TA505 Hackers Using TeslaGun Panel to Manage ServHelper Backdoor Attacks

Cybersecurity researchers have offered insight into a previously
undocumented software control panel used by a financially motivated
threat group known as TA505.

“The group frequently changes its malware attack strategies in
response to global cybercrime trends,” Swiss cybersecurity firm
PRODAFT said^[1]
in a report shared with The Hacker News. “It opportunistically
adopts new technologies in order to gain leverage over victims
before the wider cybersecurity industry catches on.”

Also tracked under the names Evil Corp, Gold Drake, Dudear,
Indrik Spider, and SectorJ04, TA505 is an aggressive Russian cybercrime syndicate^[2] behind the infamous
Dridex banking trojan and which has been linked to a number of ransomware campaigns^[3] in recent years.

It’s also said to be connected to the Raspberry Robin attacks^[4]
that emerged in September 2021, with similarities uncovered between
the malware and Dridex.

Other notable malware families associated with the group include
FlawedAmmyy^[5], Neutrino botnet^[6], and a backdoor
codenamed ServHelper^[7], one variant of which is
capable of downloading a remote access trojan called FlawedGrace^[8].

The control panel, called TeslaGun, is said to be used by the
adversary to manage the ServHelper implant, working as a
command-and-control (C2) framework to commandeer the compromised
machines.

Additionally, the panel offers the ability for the attackers to
issue commands, not to mention send a single command to all victim
devices in go or configure the panel such that a predefined command
is automatically run when a new victim is added to the panel.

“The TeslaGun panel has a pragmatic, minimalist design.
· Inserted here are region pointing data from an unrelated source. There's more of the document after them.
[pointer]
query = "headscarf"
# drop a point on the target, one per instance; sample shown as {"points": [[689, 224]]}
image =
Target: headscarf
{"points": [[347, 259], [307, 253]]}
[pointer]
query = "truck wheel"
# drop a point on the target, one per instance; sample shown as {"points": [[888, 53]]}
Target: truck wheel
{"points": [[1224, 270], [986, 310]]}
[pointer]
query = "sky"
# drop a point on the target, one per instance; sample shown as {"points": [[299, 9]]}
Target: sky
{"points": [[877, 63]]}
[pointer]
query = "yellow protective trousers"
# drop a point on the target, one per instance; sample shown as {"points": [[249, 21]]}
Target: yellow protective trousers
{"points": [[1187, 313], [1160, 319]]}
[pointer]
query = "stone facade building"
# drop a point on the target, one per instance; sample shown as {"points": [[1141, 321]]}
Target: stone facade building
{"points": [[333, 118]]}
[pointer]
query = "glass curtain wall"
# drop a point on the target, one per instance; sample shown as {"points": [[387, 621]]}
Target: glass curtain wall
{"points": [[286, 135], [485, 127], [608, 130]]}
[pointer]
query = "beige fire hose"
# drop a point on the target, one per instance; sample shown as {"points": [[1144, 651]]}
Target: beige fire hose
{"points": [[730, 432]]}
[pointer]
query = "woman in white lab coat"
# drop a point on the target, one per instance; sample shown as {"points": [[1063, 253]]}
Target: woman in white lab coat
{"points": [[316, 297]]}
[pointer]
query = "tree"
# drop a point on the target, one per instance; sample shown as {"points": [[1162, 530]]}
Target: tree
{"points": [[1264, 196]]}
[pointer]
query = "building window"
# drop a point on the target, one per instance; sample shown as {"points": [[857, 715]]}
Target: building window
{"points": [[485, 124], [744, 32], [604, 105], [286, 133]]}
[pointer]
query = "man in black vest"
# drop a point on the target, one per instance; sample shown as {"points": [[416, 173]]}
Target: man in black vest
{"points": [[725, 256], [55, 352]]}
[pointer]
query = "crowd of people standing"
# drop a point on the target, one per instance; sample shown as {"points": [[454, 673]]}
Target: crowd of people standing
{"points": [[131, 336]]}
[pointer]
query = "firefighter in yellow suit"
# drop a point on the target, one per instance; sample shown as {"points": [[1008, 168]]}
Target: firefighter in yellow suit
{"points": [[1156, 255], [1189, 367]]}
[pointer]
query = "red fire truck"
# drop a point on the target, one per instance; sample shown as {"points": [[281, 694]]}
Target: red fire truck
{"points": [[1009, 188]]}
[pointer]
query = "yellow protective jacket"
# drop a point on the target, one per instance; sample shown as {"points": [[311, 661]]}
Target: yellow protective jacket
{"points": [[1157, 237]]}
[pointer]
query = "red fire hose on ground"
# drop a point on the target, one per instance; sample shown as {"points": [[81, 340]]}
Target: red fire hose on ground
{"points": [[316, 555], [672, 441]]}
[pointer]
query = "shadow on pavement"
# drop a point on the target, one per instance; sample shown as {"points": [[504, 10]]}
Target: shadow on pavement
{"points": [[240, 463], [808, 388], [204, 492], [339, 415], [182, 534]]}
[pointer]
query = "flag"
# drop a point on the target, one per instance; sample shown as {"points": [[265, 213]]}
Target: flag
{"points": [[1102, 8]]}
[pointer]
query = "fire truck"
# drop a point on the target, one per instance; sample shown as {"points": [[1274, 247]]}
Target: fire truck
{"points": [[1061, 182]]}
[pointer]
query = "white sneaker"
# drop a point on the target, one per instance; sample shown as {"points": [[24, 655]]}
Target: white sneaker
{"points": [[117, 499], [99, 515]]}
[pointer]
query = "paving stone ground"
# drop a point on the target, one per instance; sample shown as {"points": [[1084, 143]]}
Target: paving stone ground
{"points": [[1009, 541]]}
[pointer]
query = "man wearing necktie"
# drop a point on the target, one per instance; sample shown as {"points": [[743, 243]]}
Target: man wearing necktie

The main
dashboard only contains infected victim data, a generic comment
section for each victim, and several options for filtering victim
records,” the researchers said.

Aside from using the panel, the threat actors are also known to
employ a remote desktop protocol (RDP) tool to manually connect to
the targeted systems via RDP tunnels^[9].

PRODAFT’s analysis of TeslaGun victim data shows that the
group’s phishing and targeted campaigns have hit at least 8,160
targets since July 2020. A majority of those victims are located in
the U.S. (3,667), followed by Russia (647), Brazil (483), Romania
(444), and the U.K. (359).

“It is clear that TA505 is actively looking for online banking
or retail users, including crypto-wallets and e-commerce accounts,”
the researchers noted, citing comments made by the adversarial
group in the TeslaGun panel.

The findings also come as the U.S. Department of Health and
Human Services (HHS) warned of significant threats posed by the
group to the health sector via data exfiltration attacks that aim
to steal intellectual property and ransomware operations.

“Evil Corp has a wide set of highly-capable tools at their
disposal,” the agency’s Health Sector Cybersecurity Coordination
Center (HC3) said^[10] in an advisory
published late last month.

“These are developed and maintained in-house, but are often used
in conjunction with commodity malware, living-off-the-land
techniques and common security tools that were designed for
legitimate and lawful security assessments.”